December 11th, 2024

Miywasin Moment: Listening key to community connection for Dowler

By JoLynn Parenteau on February 9, 2022.

Tiersa Dowler diverged from her family's oil and gas roots to grow a career in the field of social work.--PHOTO BY JOLYNN PARENTEAU

“When someone is speaking to you, they are sharing a piece of their life with you. Listen.”

— Blackfoot Elder Charlie Fox, Kainai Nation

Tiersa Dowler is a professionally good listener. As Medicine Hat Public Library’s social worker, she hears community members’ concerns in all genres, be it romance, true crime, or autobiography.

“Libraries are one of the last democratized places. Anybody can come in for any reason. It makes sense to have a social worker here because there’s a lot less stigma around accessing services where people aren’t aware of what services you’re there to access. You can be accessing a book, a bike, a sewing machine, movies, or a social worker,” explains Dowler.

Dowler, who turns 30 next month, took a winding road to arrive in the field of social work. She split her childhood between Medicine Hat and Burstall, Sask. before taking a gap year in the United Kingdom after high school graduation. Working abroad at a university instilled worldly perspective in Dowler. She returned to Canada to pursue a unique area of study for most Albertans: Primatology, at the University of Calgary.

“I love big apes, but I was so homesick, my mental health declined. How could I study in the lowlands?” she reasoned. “I came home (to Medicine Hat) and switched into the social work diploma program. It’s just different apes.”

Lightheartedness aside, Dowler’s human studies have led her to better understand her own People.

“I had access to ancestry.com through my job and looked through government archives. I love research. Nobody in my family had access to that information because when my (maternal) grandpa was growing up, his dad didn’t acknowledge his heritage,” says Dowler.

Her maternal lineage has Métis roots beginning at the Red River, but her family tree dates back to the 1700s with newly discovered First Nations ancestors named Striped Earth Woman and Theresa Kills In The Lodge, each previously only known as ‘Native Woman’ on ancestry records.

“Libraries have historically been a tool of colonization,” explains Dowler. “It’s time to put that aside. We need to introduce Indigenous ways of knowing, to provide space for those voices to be heard because they are important and they are just as valuable as the books in the library.”

It wasn’t until the 1980s when Dowler’s family began to lean into their Indigenous identity. Dowler recalls her grandparents holding pipe ceremonies in their backyard with guests from Miywasin Friendship Centre in attendance.

“It was beautiful, the connection and the laughter,” she says of those experiences.

Like her Métis ancestors, Dowler understands how to adapt to survive. As a child with 95% hearing loss, she overcame severe disability with the help of implants and years of speech therapy. Now as an adult, Dowler has made a career of listening to others, but if she hadn’t become a social worker, she’d prefer to find work in the trades. On a missions trip to Mexico as a teenager, Dowler was offered the opportunity to try her hand as an electrician’s apprentice.

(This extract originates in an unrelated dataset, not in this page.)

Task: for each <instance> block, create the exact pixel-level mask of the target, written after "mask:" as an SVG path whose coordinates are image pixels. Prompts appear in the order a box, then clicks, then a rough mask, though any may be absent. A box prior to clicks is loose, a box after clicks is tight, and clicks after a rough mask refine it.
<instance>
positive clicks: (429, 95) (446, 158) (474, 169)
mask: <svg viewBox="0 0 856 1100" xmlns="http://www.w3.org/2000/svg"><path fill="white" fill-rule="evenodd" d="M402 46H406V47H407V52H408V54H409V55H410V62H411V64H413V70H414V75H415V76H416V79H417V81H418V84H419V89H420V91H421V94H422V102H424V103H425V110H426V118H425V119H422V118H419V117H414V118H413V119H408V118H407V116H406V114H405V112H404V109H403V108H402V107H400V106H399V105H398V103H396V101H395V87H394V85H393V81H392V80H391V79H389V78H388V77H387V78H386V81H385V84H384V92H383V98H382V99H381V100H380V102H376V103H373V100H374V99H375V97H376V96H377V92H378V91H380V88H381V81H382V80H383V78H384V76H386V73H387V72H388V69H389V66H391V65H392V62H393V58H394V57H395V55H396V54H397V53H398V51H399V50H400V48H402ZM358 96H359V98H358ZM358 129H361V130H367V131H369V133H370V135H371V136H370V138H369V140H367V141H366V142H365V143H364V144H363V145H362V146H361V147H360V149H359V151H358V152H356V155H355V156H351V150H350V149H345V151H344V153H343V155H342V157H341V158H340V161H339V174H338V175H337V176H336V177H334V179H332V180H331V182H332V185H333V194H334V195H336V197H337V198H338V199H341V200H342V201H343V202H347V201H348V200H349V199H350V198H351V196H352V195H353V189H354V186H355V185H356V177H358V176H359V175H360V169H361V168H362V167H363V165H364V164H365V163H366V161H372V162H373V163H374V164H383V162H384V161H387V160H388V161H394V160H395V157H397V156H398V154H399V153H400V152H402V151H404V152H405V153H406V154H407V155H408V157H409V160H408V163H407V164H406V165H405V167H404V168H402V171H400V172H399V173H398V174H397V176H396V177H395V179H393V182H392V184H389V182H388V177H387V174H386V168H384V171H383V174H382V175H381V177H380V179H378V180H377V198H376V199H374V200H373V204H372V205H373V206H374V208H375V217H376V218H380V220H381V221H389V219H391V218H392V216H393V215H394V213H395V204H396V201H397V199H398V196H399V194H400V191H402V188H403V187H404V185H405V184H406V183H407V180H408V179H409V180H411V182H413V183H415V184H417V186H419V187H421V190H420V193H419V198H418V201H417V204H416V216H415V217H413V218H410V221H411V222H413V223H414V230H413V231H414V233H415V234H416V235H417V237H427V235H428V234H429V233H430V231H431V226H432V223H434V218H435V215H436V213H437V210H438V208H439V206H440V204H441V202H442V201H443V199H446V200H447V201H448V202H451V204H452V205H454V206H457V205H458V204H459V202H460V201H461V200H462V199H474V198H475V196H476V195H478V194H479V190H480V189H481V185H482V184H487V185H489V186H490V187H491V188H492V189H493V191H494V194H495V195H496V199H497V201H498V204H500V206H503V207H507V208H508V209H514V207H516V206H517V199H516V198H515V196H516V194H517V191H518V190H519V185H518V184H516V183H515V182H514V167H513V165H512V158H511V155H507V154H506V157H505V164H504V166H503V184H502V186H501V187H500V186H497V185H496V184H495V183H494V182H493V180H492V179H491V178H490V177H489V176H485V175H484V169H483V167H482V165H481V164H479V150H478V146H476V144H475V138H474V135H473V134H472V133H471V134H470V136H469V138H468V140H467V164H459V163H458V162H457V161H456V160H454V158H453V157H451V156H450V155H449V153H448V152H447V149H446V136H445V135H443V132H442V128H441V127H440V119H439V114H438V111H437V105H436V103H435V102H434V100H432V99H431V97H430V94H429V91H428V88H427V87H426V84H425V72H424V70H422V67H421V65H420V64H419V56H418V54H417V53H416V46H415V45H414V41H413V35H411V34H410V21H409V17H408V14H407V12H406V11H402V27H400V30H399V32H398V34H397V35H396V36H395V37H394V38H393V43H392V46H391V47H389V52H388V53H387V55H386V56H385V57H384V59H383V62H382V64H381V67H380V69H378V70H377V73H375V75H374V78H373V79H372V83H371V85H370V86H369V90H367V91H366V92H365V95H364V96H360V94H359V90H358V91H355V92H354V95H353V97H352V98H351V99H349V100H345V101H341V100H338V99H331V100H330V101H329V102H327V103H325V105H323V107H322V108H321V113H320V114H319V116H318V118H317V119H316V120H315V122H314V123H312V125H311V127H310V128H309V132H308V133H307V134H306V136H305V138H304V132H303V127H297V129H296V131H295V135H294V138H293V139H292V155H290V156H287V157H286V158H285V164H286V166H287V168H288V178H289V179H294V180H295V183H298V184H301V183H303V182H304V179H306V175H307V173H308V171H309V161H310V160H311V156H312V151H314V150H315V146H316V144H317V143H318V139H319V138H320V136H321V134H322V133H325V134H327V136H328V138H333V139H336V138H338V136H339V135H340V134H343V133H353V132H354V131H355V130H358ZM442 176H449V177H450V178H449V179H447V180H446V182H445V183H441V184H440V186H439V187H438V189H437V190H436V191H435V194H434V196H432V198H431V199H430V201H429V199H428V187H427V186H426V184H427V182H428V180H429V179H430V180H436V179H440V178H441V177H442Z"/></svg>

“We did the electrical work on a two-room schoolhouse. It was super simple but so fun,” recalls Dowler. “I grew up on Third Street with parents who renovated constantly. Now I’ve just continued on doing those things with home DIY projects on weekends.”

For now, Dowler focuses on rewiring perceptions of accessing social services.

“There are so many people out there who are willing to be helpful to you. Find them, make that connection. If you’re struggling, find someone who speaks to that,” implores Dowler. “We are serving humans, not just a problem. It’s about harm reduction, it is person-centred, it is strengths-based because we’re having conversations, getting to know people in our community who are building a community within the library. The connections I make are amazing, and they sit with me forever.”

Dowler invites anyone to the library to come sit with her to talk. Currently pursuing her bachelor of social work, she isn’t much help with a book recommendation.

“I only read textbooks!” she laughs. But she’s free to listen.